Толпа ринулась на повешенный труп несчастного маршала: одни били его кулаками, другие пинали его ногами, а третьи наносили ему удары ножами, шпагами и кинжалами. У него вырвали глаза, отрезали нос, уши и обратили все его тело в одну сплошную рану; затем отрубили руки и голову, и все эти клочья плоти разнесли и растащили по разным кварталам Парижа, исторгая при этом крики и проклятия, отголоски которых доносились из одного конца города в другой.

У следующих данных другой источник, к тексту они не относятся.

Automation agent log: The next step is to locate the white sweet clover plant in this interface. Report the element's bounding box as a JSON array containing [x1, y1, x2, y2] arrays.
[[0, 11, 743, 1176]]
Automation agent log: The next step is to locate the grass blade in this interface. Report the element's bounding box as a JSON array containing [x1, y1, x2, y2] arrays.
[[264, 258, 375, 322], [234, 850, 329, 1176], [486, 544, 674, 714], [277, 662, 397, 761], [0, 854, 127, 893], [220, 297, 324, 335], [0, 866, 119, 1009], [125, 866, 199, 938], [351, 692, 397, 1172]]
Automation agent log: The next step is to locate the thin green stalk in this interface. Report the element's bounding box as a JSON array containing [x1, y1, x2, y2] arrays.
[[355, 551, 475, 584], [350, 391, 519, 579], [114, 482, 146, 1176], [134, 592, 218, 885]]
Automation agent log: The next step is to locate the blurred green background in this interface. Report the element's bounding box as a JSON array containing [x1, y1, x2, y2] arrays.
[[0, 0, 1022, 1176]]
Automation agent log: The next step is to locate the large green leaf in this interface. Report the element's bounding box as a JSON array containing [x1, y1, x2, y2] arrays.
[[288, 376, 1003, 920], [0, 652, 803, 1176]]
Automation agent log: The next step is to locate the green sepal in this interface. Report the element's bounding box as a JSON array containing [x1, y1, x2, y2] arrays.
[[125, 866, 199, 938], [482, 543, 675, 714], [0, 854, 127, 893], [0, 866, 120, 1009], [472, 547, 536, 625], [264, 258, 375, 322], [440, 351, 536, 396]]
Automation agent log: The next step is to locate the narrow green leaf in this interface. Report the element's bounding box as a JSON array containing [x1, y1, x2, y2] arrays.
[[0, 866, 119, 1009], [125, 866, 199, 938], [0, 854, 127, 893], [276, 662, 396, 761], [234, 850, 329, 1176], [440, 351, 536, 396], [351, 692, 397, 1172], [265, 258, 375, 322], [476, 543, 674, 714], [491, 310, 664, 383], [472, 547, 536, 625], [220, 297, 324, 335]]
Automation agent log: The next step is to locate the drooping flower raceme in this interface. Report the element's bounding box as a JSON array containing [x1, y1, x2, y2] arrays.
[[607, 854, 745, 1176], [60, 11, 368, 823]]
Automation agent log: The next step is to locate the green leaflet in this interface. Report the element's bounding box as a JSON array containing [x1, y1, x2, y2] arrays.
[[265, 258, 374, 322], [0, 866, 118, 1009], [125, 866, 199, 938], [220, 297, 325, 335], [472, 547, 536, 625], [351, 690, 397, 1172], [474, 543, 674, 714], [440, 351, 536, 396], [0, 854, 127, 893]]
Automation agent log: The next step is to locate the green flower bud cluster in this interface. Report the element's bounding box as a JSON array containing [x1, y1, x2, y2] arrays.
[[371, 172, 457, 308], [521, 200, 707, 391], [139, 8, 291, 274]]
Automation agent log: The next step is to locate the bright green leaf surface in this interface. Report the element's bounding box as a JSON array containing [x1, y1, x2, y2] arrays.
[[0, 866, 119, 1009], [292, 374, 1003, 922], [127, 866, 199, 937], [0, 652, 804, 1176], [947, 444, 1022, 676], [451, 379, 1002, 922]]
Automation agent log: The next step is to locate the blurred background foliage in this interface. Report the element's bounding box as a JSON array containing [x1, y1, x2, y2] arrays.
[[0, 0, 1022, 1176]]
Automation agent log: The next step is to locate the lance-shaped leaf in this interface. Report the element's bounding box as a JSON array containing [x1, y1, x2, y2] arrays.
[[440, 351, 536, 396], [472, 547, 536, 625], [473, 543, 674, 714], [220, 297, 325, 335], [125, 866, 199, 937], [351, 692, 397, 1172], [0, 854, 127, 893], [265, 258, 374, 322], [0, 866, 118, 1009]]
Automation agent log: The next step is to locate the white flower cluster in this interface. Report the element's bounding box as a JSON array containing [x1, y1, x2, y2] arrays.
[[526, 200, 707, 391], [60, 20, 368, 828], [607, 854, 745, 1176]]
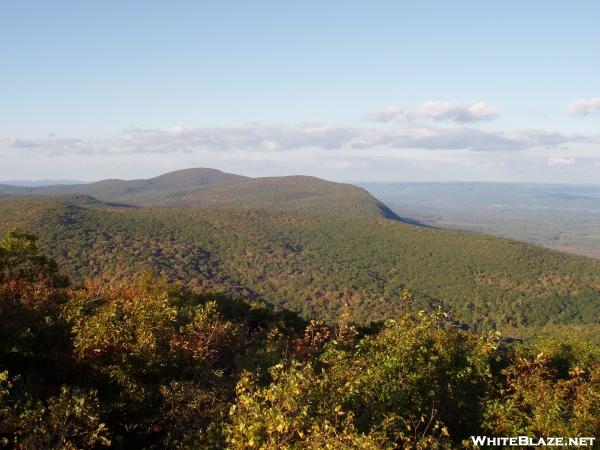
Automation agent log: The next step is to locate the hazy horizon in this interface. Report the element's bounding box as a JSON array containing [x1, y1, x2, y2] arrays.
[[0, 1, 600, 183]]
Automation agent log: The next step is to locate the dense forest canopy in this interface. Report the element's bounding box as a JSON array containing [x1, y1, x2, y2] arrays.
[[0, 230, 600, 449], [0, 196, 600, 337], [0, 169, 600, 449]]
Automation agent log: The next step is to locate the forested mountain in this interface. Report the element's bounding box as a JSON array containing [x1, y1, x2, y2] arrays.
[[0, 168, 397, 218], [0, 197, 600, 335], [0, 230, 600, 450]]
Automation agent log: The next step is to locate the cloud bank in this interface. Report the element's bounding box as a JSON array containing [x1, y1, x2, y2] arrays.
[[0, 123, 584, 154], [369, 100, 499, 123], [566, 97, 600, 116]]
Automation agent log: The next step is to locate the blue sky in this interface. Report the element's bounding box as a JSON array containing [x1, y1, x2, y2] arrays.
[[0, 0, 600, 182]]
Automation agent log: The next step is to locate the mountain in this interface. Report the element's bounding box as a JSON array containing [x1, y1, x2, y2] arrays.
[[362, 182, 600, 259], [0, 168, 398, 219], [0, 195, 600, 335]]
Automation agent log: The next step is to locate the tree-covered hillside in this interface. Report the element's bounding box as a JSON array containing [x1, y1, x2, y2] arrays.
[[0, 198, 600, 335], [0, 168, 398, 219], [0, 230, 600, 450]]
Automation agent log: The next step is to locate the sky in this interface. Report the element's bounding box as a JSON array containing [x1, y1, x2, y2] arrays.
[[0, 0, 600, 183]]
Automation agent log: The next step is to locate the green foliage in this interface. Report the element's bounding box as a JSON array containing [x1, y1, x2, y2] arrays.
[[0, 231, 600, 450], [0, 199, 600, 339], [0, 372, 111, 450]]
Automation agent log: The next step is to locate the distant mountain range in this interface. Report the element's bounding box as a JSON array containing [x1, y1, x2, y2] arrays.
[[0, 168, 398, 219], [0, 169, 600, 342]]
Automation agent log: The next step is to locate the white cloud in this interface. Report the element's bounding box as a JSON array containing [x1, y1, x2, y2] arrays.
[[548, 156, 575, 166], [566, 97, 600, 116], [369, 106, 411, 122], [369, 100, 498, 123], [0, 123, 585, 154], [416, 101, 498, 123]]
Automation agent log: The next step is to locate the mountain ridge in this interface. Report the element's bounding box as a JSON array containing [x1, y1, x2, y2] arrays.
[[0, 168, 399, 220]]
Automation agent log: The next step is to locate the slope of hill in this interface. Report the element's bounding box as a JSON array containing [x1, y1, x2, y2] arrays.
[[0, 198, 600, 335], [0, 168, 398, 219], [362, 182, 600, 258]]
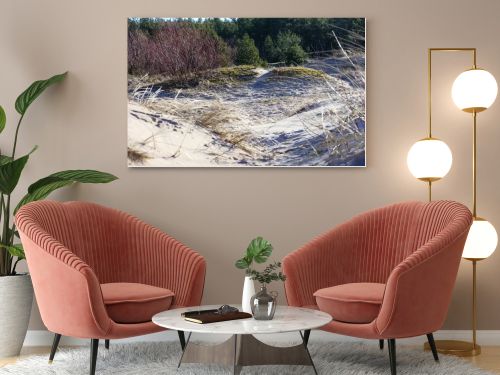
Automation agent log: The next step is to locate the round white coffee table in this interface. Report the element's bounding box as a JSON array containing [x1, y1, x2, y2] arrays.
[[153, 306, 332, 374]]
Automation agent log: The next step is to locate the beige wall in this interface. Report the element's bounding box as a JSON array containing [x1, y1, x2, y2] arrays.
[[0, 0, 500, 329]]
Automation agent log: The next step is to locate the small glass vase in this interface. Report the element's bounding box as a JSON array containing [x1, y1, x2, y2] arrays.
[[250, 284, 278, 320]]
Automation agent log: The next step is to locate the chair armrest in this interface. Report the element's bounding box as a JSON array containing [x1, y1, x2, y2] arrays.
[[130, 219, 206, 306], [376, 227, 469, 338], [283, 219, 357, 307], [19, 228, 112, 338]]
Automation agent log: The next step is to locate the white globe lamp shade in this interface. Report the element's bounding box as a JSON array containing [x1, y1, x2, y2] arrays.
[[406, 138, 453, 181], [462, 217, 498, 259], [451, 69, 498, 112]]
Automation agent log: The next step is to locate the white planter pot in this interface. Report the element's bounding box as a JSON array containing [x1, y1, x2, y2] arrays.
[[241, 276, 255, 314], [0, 275, 33, 358]]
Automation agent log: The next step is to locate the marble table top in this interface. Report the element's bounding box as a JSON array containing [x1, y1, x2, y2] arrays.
[[153, 305, 332, 335]]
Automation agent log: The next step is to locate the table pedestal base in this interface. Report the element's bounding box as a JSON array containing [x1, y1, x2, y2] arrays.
[[179, 333, 317, 375]]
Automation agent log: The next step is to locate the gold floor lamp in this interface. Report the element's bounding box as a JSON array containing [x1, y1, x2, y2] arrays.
[[407, 48, 498, 356]]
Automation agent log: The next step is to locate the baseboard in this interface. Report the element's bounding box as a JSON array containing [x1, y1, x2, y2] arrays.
[[24, 330, 500, 346]]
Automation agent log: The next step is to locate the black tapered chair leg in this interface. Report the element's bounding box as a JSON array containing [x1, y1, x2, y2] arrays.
[[177, 331, 186, 350], [387, 339, 396, 375], [427, 333, 439, 362], [49, 333, 61, 363], [304, 329, 311, 346], [89, 339, 99, 375]]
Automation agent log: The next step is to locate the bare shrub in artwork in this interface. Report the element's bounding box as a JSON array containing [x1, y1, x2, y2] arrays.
[[128, 23, 230, 77], [127, 18, 366, 167]]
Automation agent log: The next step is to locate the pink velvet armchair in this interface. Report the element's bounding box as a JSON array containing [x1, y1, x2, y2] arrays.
[[16, 201, 206, 375], [283, 201, 472, 375]]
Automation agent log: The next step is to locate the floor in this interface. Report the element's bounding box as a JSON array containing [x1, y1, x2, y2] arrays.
[[0, 346, 500, 374]]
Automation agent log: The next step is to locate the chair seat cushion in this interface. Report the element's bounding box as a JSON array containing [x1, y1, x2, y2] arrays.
[[314, 283, 385, 323], [101, 283, 174, 323]]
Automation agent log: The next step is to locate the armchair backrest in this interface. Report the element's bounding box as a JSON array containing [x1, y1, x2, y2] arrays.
[[17, 200, 131, 283], [283, 201, 472, 306], [348, 201, 463, 283]]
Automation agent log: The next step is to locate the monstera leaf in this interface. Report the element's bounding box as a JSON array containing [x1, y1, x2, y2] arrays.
[[16, 72, 67, 115], [14, 170, 117, 213], [234, 237, 273, 269]]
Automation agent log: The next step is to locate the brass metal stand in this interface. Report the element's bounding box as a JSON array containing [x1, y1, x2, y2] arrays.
[[424, 258, 481, 357], [424, 48, 481, 357]]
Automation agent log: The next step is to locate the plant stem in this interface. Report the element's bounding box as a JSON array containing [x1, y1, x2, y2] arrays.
[[0, 114, 24, 275], [12, 114, 24, 159], [0, 194, 3, 276]]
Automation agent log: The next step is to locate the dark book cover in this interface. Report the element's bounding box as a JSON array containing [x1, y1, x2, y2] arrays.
[[184, 311, 252, 324]]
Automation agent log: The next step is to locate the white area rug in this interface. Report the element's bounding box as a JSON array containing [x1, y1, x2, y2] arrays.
[[0, 341, 491, 375]]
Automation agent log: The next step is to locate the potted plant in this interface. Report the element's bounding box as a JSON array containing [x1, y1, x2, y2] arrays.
[[250, 262, 286, 320], [235, 237, 286, 319], [235, 237, 273, 313], [0, 73, 116, 358]]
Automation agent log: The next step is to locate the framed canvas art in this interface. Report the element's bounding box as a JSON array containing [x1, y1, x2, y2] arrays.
[[127, 18, 366, 167]]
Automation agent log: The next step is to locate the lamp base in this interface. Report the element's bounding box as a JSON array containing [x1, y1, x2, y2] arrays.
[[424, 340, 481, 357]]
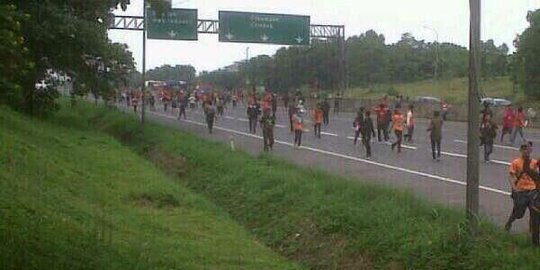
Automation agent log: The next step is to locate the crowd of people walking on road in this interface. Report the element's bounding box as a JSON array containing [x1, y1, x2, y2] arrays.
[[121, 86, 540, 245]]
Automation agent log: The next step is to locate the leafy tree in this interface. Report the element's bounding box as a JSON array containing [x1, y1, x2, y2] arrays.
[[0, 4, 33, 106], [514, 9, 540, 99], [0, 0, 163, 114]]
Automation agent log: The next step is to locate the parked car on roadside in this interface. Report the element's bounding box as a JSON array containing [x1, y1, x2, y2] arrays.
[[416, 96, 441, 104], [480, 97, 512, 107]]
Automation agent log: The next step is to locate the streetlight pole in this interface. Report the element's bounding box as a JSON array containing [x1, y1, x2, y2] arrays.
[[424, 26, 439, 80], [465, 0, 481, 234], [141, 0, 148, 125]]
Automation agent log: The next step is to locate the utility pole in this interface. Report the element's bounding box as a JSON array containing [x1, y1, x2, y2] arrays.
[[465, 0, 481, 234], [141, 0, 148, 125]]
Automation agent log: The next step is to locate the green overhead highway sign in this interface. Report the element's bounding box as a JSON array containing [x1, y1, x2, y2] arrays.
[[146, 9, 197, 40], [219, 11, 310, 45]]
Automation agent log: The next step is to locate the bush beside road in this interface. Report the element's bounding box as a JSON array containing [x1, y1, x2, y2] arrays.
[[0, 107, 300, 270]]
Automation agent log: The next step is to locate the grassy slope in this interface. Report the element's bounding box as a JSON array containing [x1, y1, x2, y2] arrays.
[[0, 108, 297, 270], [62, 102, 540, 269], [348, 77, 519, 104]]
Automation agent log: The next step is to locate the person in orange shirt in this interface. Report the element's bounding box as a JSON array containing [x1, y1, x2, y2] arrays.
[[292, 109, 304, 148], [504, 144, 538, 236], [313, 103, 324, 139], [392, 108, 404, 153], [510, 107, 527, 144]]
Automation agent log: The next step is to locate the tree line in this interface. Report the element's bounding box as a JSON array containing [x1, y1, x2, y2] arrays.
[[200, 30, 511, 94]]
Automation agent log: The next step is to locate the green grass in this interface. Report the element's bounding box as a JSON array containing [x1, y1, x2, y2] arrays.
[[347, 77, 522, 104], [49, 102, 540, 269], [0, 107, 299, 270]]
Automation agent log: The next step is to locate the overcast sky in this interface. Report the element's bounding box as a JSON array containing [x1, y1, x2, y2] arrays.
[[109, 0, 540, 72]]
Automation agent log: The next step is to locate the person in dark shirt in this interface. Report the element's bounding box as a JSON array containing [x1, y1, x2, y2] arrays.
[[261, 110, 276, 152], [480, 114, 498, 162], [427, 111, 443, 161], [361, 110, 375, 159], [323, 98, 330, 126], [353, 107, 364, 145]]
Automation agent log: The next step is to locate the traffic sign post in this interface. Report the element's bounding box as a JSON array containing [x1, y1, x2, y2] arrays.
[[146, 9, 198, 40], [219, 11, 310, 45]]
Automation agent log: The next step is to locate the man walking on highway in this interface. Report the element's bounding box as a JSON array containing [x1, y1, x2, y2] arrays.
[[178, 90, 188, 120], [480, 114, 497, 162], [405, 105, 416, 142], [204, 101, 216, 133], [510, 107, 527, 144], [247, 97, 260, 134], [481, 101, 493, 122], [322, 98, 330, 126], [287, 102, 296, 132], [261, 110, 276, 152], [428, 111, 443, 161], [362, 110, 375, 159], [353, 107, 364, 145], [504, 144, 538, 238], [392, 108, 404, 153], [272, 93, 277, 118], [334, 92, 341, 114], [313, 103, 324, 139], [501, 105, 516, 143], [376, 103, 390, 142], [292, 107, 304, 148]]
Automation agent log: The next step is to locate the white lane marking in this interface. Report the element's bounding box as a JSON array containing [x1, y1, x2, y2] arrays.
[[454, 140, 519, 151], [429, 151, 511, 166], [385, 142, 417, 150], [321, 131, 339, 137], [151, 112, 510, 196]]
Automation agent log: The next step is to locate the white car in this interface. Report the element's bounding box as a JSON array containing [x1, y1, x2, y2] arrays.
[[480, 97, 512, 107], [416, 97, 441, 104], [34, 80, 50, 90]]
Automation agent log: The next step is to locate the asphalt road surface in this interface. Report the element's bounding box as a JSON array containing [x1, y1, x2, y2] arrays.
[[122, 104, 540, 232]]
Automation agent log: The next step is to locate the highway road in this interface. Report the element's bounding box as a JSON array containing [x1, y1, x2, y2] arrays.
[[122, 102, 540, 232]]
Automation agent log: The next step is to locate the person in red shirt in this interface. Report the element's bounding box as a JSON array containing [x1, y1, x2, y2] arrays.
[[313, 103, 323, 139], [510, 107, 527, 144], [501, 105, 516, 143], [375, 103, 390, 142], [504, 144, 539, 245], [292, 109, 304, 148], [392, 109, 404, 153]]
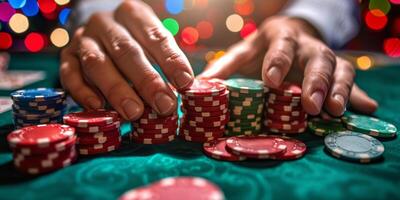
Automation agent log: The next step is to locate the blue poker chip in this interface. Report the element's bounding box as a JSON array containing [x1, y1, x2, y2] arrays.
[[324, 131, 385, 163], [11, 88, 65, 102]]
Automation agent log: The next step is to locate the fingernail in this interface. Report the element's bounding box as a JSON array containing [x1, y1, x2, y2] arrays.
[[267, 66, 282, 86], [155, 92, 175, 114], [175, 71, 193, 89], [311, 91, 324, 109], [121, 99, 140, 120], [86, 97, 101, 109]]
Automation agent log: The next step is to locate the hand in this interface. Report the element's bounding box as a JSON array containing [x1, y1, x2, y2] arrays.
[[60, 1, 194, 120], [199, 17, 377, 116]]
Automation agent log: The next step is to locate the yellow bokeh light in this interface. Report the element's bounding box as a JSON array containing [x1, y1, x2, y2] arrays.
[[50, 28, 69, 47], [225, 14, 244, 32], [357, 56, 372, 70], [8, 13, 29, 33], [55, 0, 70, 6]]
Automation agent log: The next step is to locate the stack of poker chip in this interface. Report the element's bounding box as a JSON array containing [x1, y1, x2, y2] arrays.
[[264, 82, 307, 134], [224, 78, 266, 136], [11, 88, 66, 128], [7, 124, 77, 174], [64, 109, 121, 155], [179, 79, 229, 143], [130, 105, 178, 144]]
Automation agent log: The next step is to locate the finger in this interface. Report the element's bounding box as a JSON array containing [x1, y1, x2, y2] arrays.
[[324, 57, 355, 117], [301, 46, 336, 115], [78, 36, 143, 120], [115, 1, 194, 89], [88, 14, 177, 115], [198, 33, 259, 79], [350, 84, 378, 114], [60, 31, 103, 110], [262, 31, 297, 87]]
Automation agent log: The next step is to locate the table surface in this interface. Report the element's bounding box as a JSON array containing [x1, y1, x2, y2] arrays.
[[0, 54, 400, 200]]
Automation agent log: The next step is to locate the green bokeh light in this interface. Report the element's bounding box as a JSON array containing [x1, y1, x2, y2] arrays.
[[163, 18, 179, 36]]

Маршальша услышала крики и спросила, чем они вызваны; стражники ответили ей, что это ее мужа вытащили из могилы и повесили. И тогда она, чьи глаза оставались до этого сухими, пришла в волнение и стала говорить, что ее муж был человеком самонадеянным, спесивым и злым, что он все получил по заслугам и что она еще раньше приняла решение вернуться в начале весны в Италию, даже если бы он оставался всемогущим.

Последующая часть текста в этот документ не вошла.